Calculation of Electric Field Distribution Along Composite Insulator Strings and Design of Grading Ring of UHVDC Transmission Line

Having summarized the calculation methods of electric field and the actualities of the research on the calculation of electric field and design of grading rings at home and aboard, this paper combines the finite element method and charge simulation method nicely in order to calculate the electric field and potential distribution along composite insulators as well as design the grading rings for the 800kV UHVDC transmission lines according to the features of composite insulator and the domain decomposition method.The three-dimensional (3D) model of 800kV two polar DC transmission lines with tower configuration and the simplified two-dimensional (2D) model are established by using ANSYS 8.0 and ANSOFT software.

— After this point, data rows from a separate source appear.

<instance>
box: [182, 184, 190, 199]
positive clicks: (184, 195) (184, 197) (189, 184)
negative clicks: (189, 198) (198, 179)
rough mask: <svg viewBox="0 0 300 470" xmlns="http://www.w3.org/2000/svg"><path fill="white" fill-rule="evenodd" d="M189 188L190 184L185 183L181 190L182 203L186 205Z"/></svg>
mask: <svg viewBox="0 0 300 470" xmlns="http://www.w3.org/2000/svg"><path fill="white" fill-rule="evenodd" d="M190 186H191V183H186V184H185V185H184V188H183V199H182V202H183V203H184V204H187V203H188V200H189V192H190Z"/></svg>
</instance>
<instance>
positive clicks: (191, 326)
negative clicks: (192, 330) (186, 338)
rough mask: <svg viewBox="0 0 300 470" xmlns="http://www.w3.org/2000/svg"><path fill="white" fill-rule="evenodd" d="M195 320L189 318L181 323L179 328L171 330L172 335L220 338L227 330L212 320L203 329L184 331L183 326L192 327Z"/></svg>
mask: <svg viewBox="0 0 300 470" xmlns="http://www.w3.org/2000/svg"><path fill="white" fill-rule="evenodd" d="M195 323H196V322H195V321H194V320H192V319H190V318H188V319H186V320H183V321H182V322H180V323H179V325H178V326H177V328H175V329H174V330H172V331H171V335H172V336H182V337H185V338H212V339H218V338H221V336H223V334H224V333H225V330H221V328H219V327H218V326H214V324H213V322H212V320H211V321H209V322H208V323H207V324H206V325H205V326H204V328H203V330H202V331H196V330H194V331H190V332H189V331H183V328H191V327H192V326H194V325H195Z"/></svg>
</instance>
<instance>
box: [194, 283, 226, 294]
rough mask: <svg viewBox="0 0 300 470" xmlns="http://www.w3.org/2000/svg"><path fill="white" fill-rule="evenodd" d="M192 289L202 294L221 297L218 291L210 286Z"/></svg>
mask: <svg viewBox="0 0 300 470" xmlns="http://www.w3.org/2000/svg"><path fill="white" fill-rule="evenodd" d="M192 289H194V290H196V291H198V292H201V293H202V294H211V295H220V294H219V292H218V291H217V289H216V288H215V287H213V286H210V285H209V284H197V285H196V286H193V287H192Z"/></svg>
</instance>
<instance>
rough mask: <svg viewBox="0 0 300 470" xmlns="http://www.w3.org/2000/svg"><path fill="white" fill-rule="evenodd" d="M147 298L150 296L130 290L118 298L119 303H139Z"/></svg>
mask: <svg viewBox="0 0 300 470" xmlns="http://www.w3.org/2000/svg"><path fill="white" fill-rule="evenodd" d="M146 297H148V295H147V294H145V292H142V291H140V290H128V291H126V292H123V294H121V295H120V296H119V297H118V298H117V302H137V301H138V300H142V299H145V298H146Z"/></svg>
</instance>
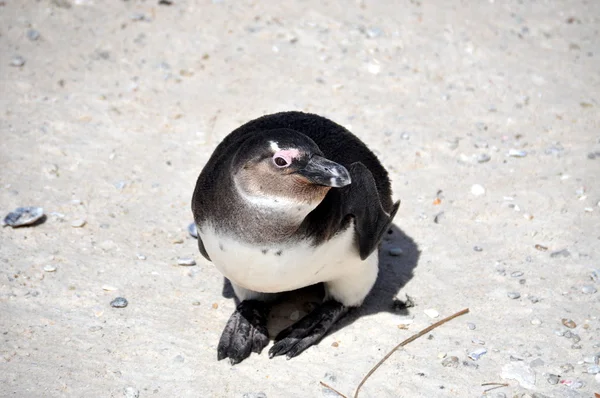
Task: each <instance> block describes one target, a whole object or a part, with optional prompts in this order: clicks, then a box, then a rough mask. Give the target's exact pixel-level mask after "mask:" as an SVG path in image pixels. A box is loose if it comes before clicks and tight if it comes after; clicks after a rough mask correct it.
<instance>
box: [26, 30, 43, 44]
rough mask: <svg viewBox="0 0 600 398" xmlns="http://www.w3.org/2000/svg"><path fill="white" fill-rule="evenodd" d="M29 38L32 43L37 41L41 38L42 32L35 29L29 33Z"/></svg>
mask: <svg viewBox="0 0 600 398" xmlns="http://www.w3.org/2000/svg"><path fill="white" fill-rule="evenodd" d="M27 38H28V39H29V40H31V41H35V40H37V39H39V38H40V32H38V31H37V30H35V29H29V30H28V31H27Z"/></svg>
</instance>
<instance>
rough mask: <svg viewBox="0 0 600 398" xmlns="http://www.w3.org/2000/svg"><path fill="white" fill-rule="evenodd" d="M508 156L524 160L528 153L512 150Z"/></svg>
mask: <svg viewBox="0 0 600 398" xmlns="http://www.w3.org/2000/svg"><path fill="white" fill-rule="evenodd" d="M508 156H512V157H513V158H524V157H525V156H527V151H523V150H519V149H511V150H509V151H508Z"/></svg>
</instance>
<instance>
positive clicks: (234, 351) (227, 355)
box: [217, 300, 270, 365]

The electric field and potential distribution along composite insulator without any grading ring is calculated, which is rather too uneven in the case of running under 800kV UHVDC transmission lines. The potential distribution along composite insulator of 800kV UHVDC transmission line and lower voltage class is contrasted for the further study on the relationship between the nonlinearity of the electric field and potential distribution along composite insulator and the length of the composite insulator. The result shows that the higher the voltage class is, the more uneven the electric field and potential distribution along composite insulator will be.A method to optimize the location and the configuration parameters of the grading ring is presented; the aim of the optimization is the limitation of the maximal electric field around the metal fitting and the grading ring, while the variables are the configuration parameters of the grading ring. If the result of the 3D model is lower than the set electric field intensity, the approving parameters of the grading ring is gained. Finally, the optimized parameters of the grading ring are verified in the 3D model, the result indicates that the maximal electric field around the sheath, metal fitting and the grading ring is controlled to be acceptable, and the optimized grading ring can meet the needs of the ±800kV UHVDC power transmission project.